1. The material nerve style migration method for improving the aesthetic quality of the content is characterized by comprising the following steps of:

further screening out style material pictures with aesthetic NIMA index scores greater than a threshold T2 from a data set Dataset3 to form a data set Dataset4;

step 2, selecting the style material picture with higher aesthetic NIMA index score and the style material picture with more selected times Pic4_selected from the Dataset Dataset4, and obtaining the original image I _org Integral nerve style migration, and multiple migrated pictures I are generated _gen The method comprises the following specific steps:

step 2.1, sorting each type of pictures in the Dataset Dataset4 from high to low according to the aesthetic NIMA index score, wherein K pictures are shared in the style material category to be migrated, and the top N1 style pictures are adopted for comparing the original picture I _org The overall nerve style is migrated to obtain N1 migrated output pictures I respectively _gen (n 1); wherein, the value range of N1 is 1-N1;

step 2.3, removing the repeated pictures from the first N2 style material pictures and the first N1 style material pictures in the step 2.1 to obtain N3 style material pictures;

step 2.5, finally obtaining N1+N3 post-migration I _gen A picture collection;

step 3, for original image I _org The material of (2) is finely divided to obtain an original image I _org Defining a piece of image I and a part of region target of a material to be converted _org Matrix I with completely identical size and value of 0 _mask And I is combined with _mask The part corresponding to the region target position of the material to be converted is set to be 1;

I _out ＝I _gen I _mask +I _org (1-I _mask )

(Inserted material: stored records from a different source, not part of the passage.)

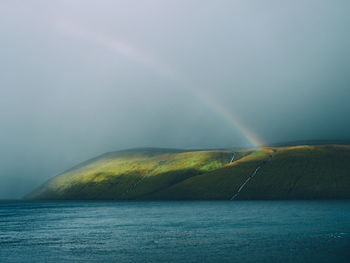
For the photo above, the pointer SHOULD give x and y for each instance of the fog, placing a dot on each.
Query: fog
(80, 78)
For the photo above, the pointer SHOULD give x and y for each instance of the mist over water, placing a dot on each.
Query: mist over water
(81, 78)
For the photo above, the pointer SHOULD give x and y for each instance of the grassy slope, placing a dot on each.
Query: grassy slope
(130, 174)
(303, 172)
(300, 172)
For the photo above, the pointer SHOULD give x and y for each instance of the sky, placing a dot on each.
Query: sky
(80, 78)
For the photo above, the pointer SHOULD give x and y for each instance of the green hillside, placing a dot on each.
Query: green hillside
(298, 172)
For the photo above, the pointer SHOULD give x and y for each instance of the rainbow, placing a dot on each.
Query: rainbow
(125, 49)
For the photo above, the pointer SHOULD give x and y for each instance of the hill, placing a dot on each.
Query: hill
(297, 172)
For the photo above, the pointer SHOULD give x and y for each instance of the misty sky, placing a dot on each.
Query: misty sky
(80, 78)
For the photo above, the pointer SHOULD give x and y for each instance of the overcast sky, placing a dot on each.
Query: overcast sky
(80, 78)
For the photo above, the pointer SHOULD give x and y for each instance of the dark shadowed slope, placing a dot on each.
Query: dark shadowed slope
(299, 172)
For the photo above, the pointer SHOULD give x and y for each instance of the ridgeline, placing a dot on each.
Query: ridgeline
(268, 173)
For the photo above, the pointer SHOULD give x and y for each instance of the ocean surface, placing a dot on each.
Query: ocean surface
(236, 231)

step 5, calculating all the synthesized images I _out Obtaining a synthetic image I with the maximum NIMA value _out And adding 1 to the Pic4_selected label value of the corresponding style texture picture.

2. The material nerve style migration method for improving aesthetic quality of content according to claim 1, wherein in step 1, style material pictures with a material part occupying a picture total area ratio greater than a threshold T1 are screened out to form a Dataset3; the method specifically comprises the following steps:

step 1.1, acquiring a primary material region label dataset SegDateset2;

learning a pixel-level semantic affinity PSA from a class activation map CAM of a multi-label CNN network using a weakly supervised scheme, obtaining a primary material region label dataset SegDateset2 from an image-level label dataset SegDateset1;

step 1.2, performing harmonic dense connection network HarDNet with a training name HarDNetl by adopting a primary material region label dataset SegDateset2, and performing fine tuning on the network HarDNetl by using another group of pixel-level annotation datasets SegDateset3 to obtain a trained harmonic dense connection network HarDNet_seg;

the data set SegDateset3 is randomly extracted from all pixel-level label picture samples in FMD and EFMD;

step 1.1.3, segmenting pixel-level semantics of all images in a dataset data by adopting a trained harmonic dense connection network of HarDNetl; and the label is Dataset2;

step 1.1.4, counting the total number of pixels of various semantic contents in the data set Dataset2 image, calculating the proportion of the pixels to the whole image, sequencing from high to low, and only outputting the area ratio Ph2 (i) of the semantic classification with the highest sequencing for each image in the data set Dataset2, wherein i is the number, and the total number itotal of the images from 1 to Dataset2;

3. The material nerve style migration method for improving aesthetic quality of content according to claim 1, wherein in step 2, a classical nerve style migration method is adopted for material migration, and the modification loss function is as follows:

wherein, alpha and beta are weight coefficients,indicating content loss index->Table style loss indicator, NIMA (k, clas) represents the NIMA value of the kth style texture picture in the class clas.

4. The material nerve style migration method for improving aesthetic quality of content according to claim 2, wherein the method is characterized in that the harmonic dense connection network HarDNet_seg pair artwork I trained in the step 1 is adopted in the step 3 _ong Is subjected to fine segmentation.